Stephen Roberts' new study of the life and work of the Spanish writer Federico Garcia Lorca is profoundly faithful in spirit to the poet's plays and poetry and the complex background from which his works emanated.
The renowned Spanish poet Federico García Lorca was born on June 5, 1898 in the town of Fuente Vaqueros, part of Granada province. He died on August 18 or 19, 1936, somewhere between the towns of Víznar and Alfacar, which are also in Granada province; the poet and playwright was executed by a Nationalist firing squad in the early months of the Spanish Civil War.
In what amounted to a mere nineteen-year writing career, Lorca gave new breath to Spanish poetry and theatre. His tragic plays Bodas de Sangre (Blood Wedding,1933), Yerma (1934) and La Casa de Bernarda Alba (The House of Bernarda Alba, 1936) seemed to embody the secret histories, the dark, mottled myth and lore of his native Andalusia. Indeed Lorca's passionate commitment to the revitalisation of drama saw him become a leading player in the second Golden Age of the Spanish theatre in the 1930s. Stephen Roberts is fascinating on Blood Wedding, where the characters are presented as 'the playthings of feelings and forces that lie beyond their control and are located in the natural world around them.'
Lorca distinguished himself forever afterwards in poetic works which seem to exist outside time, particularly the collections Romancero Gitano, or Gypsy Ballads, which appeared in 1928 and which has been re-published many times since, as well as being translated into many languages. Llanto por Ignacio Sánchez Mejías/Lament for Ignacio Sánchez Mejías (or Lament for a Bullfighter) was published in 1935 and made a startling impression on the poet's many devotees.

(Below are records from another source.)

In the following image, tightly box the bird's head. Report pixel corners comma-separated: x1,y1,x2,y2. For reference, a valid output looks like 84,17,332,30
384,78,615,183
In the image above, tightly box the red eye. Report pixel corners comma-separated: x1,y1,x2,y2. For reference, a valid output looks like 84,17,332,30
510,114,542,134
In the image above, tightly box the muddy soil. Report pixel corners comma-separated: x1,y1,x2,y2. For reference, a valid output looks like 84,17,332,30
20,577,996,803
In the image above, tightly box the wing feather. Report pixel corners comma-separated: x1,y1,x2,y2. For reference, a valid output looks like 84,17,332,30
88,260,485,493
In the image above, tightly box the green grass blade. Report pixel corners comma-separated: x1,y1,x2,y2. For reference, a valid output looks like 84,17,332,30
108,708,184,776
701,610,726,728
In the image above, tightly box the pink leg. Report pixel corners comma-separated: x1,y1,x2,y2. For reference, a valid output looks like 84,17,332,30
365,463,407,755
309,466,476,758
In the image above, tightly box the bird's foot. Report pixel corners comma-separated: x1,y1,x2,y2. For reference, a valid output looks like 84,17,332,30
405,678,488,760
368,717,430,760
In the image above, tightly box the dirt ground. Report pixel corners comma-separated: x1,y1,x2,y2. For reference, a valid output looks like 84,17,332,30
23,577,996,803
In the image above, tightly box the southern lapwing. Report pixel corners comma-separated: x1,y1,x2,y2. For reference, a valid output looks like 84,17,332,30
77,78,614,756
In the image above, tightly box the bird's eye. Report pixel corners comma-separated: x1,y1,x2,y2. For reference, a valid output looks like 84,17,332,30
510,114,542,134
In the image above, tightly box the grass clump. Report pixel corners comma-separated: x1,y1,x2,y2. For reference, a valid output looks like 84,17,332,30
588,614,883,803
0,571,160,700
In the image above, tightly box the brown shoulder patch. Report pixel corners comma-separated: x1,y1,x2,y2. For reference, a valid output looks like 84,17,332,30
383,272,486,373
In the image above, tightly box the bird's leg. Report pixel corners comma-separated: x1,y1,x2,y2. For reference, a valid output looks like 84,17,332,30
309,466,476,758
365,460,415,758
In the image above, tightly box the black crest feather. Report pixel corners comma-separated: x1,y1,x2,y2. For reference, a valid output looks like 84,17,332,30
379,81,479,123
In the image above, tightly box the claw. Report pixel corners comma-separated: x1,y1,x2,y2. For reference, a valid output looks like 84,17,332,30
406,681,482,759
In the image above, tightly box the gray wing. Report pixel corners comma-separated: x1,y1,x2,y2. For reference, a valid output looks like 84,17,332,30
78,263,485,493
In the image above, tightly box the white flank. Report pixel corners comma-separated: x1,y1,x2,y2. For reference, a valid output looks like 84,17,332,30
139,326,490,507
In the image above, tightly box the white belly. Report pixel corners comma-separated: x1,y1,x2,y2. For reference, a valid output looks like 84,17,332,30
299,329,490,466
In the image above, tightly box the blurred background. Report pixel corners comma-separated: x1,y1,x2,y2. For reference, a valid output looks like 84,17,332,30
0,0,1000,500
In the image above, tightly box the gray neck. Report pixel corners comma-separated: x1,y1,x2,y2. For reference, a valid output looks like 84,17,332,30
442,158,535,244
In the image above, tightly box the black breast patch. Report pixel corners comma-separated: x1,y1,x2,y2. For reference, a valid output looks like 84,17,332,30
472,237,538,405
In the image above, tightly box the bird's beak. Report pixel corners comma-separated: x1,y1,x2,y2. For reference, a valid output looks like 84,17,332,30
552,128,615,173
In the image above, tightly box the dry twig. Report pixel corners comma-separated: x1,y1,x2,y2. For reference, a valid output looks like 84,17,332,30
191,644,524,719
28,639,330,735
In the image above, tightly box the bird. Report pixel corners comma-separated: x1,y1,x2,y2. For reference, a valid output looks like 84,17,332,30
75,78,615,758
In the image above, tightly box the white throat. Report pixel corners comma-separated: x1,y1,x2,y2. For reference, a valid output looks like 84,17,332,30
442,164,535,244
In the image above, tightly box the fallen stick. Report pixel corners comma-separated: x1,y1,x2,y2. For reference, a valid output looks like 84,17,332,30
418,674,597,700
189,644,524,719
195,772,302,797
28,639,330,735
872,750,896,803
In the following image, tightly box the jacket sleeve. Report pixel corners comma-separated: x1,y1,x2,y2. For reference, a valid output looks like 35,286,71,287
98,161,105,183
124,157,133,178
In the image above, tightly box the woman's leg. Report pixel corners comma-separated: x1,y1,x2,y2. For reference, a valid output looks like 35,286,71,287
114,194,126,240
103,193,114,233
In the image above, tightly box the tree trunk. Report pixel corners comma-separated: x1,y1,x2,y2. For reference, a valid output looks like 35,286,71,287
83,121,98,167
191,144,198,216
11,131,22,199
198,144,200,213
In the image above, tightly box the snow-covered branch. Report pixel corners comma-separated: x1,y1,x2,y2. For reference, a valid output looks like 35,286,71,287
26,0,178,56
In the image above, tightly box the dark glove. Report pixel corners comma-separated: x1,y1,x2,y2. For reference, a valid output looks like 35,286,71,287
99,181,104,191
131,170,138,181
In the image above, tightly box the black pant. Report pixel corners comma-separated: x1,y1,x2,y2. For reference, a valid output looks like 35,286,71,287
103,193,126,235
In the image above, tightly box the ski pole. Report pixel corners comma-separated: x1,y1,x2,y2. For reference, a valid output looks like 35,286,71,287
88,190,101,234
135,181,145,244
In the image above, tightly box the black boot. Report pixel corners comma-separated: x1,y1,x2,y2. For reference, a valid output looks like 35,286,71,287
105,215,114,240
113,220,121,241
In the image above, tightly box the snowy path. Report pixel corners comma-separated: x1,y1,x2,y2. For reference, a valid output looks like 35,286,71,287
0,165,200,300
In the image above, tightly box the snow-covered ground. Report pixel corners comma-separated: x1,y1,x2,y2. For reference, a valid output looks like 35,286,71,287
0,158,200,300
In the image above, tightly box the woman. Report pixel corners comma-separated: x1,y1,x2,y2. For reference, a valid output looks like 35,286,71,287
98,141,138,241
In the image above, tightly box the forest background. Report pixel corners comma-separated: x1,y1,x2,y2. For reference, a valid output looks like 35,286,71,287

Stephen Roberts, a specialist in Spanish culture and thought, is Associate Professor and reader in Modern Spanish literature and Intellectual History at the University of Nottingham. The author paints a captivating portrait of the artist in eight sections, which take the story from boyhood and adolescence in Granada, to education and valuable friendships cultivated in Madrid. Early writings are recalled, including two early poetic short stories, published in 1917 and 1918.
His collaboration with the Galician or Gallego poet Ernesto Pérez Guerra de Cal (1911-1994) is also part of the story, specifically the Six Galician Poems written in Gallego in what was a co-authored project. Lorca actually learned Gallego for the task.
Later on, in The Tamarit Divan poetry collection, Lorca adopted the spirit and language of two poetic forms which hark back to Granada's Andalusia past, the gacela and the casida. Faithful to these ancient poetic forms, the poet's twelve gacelas focus on the joys and sufferings of love, while the nine casidas deal in loss and death.
The 240-page work is biographical in large part, but Roberts' vision never loses sight of the work, endlessly illuminating Lorca's simple yet oftentimes obscure art. In short, Deep Song is the perfect point of entry for beginning to understand the entire picture.